The Fort Hills oil sands project 90 km north of Fort McMurray, AB, has been in the works for over a decade, but on Oct. 31 the partners announced that they will commit $13.5 billion to building it with a start-up date set for the end of 2017.
The costs – as well as the profits – will be shared by the joint venture partners Suncor Energy (40.8%), Total E&P Canada (39.2%) and Teck Resources. Suncor is the project builder and operator by virtue of its many decades of experience in the Alberta oil sands.
We first heard about Fort Hills in 2002 when the first phase start-up date of 2005 was announced. Construction was to have cost $2 billion. Output was optimistically planned to double by 2008 to 190,000 bbl/day with the completion of phase two.
CMJ wrote its first detailed article about Fort Hills in the June 2006 issue, when we spoke at length with Teck about its participation. By that time the cost of building an operation with an output of 100,000 bbl/day had jumped to $5 billion, and a 2010 start-up was expected. Expansion, again to 190,000 bbl/day, was estimated to cost another $5 billion.
For a project that was having trouble getting the full go-ahead, it just kept getting bigger. By 2007 a 140,000 bbl/day phase one would need a $14.1 billion commitment. First production would have been 2011. And the second phase expansion to 280,000 bbl/day carried a $12.1 billion price tag.
Then came the financial meltdown of 2008. The partners announced that they would delay a final decision on Fort Hills. With an estimated 4.4 billion bbl of bitumen in the ground, work slowed until 2011 when Suncor and Total struck an agreement and word leaked out that production could begin as early as 2015.
When the project stalled again, few were surprised.
Meanwhile, behind the scenes Suncor was pouring over the costs and the many lessons to be learned from other oil sands projects. Having completed $20 billion in oil sands projects in the past four years – all of which came in under budget – the company is confident it can bring in the Fort Hills project without cost overruns.

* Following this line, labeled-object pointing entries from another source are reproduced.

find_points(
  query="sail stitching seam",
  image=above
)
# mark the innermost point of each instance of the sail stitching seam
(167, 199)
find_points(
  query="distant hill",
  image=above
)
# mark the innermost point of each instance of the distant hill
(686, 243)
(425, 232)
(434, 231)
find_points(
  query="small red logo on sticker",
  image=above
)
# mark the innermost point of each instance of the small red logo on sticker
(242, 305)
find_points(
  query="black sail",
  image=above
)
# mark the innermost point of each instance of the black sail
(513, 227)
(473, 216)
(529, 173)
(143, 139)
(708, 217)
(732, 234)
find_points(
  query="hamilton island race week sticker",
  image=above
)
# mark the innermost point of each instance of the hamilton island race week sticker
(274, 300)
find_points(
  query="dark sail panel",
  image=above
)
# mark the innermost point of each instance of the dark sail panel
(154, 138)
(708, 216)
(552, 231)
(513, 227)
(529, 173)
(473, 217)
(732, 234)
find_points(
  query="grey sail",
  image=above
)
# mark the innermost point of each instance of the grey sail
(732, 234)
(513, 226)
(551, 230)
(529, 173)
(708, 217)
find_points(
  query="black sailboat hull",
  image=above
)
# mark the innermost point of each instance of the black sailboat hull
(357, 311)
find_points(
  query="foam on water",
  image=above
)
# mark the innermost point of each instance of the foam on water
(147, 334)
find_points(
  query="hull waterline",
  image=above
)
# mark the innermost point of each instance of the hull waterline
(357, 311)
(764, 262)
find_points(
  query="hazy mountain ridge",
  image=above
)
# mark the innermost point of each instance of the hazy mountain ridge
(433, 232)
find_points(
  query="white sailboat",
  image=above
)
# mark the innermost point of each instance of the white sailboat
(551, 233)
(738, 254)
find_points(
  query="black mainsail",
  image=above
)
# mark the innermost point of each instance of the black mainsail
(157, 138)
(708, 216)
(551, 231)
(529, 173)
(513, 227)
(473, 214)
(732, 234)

During construction the number of workers in camp on site will be between 5,000 and 5,500. By spreading the work more evenly during the timeline, there will be no ballooning back end costs. There will be some fluctuations in labour demand and the capital spending will rise and fall, but there will be no need to throw indiscriminate amounts of money at Fort Hills to meet the start-up deadline. Suncor added that construction will require 47,000 person years of work, 21,000 of which will be sourced in Alberta.
The permanent workforce of about 2,500 people will fly in and out of the site. A smaller permanent camp can be another cost saving.
Mining will be a conventional truck and shovel operation with the bitumen extracted in multiple, parallel process trains. This will ensure high reliability and throughput for the plant. A paraffinic froth treatment step will be added to produce a marketable bitumen product. No new upgrader is to be built. Instead, the partners will be free to further treat the oil in their own or other upgraders.
Suncor’s innovative TRO™ technology will be applied to the tailings management facility. This will allow more timely reclamation of the ponds as the mature fine tails can be settled and keeps the project footprint smaller.
The numbers for the Fort Hills project were determined using a conservative price of $50 to $60 per barrel of bitumen. There is much profit to be made even at that price as operating costs are estimated at $20 to $24 per barrel. At the target output of 180,000 bbl/day, 365 days/year the potential is staggering. Now multiply that by at least 50 years of operation using a 3.3 billion bbl resource, and the scope of Fort Hills is gigantic – for Alberta and for Canada.
Even at a pre-production capital cost of $13.5 billion, the price of the Fort Hills project could look like a bargain 50 years from now.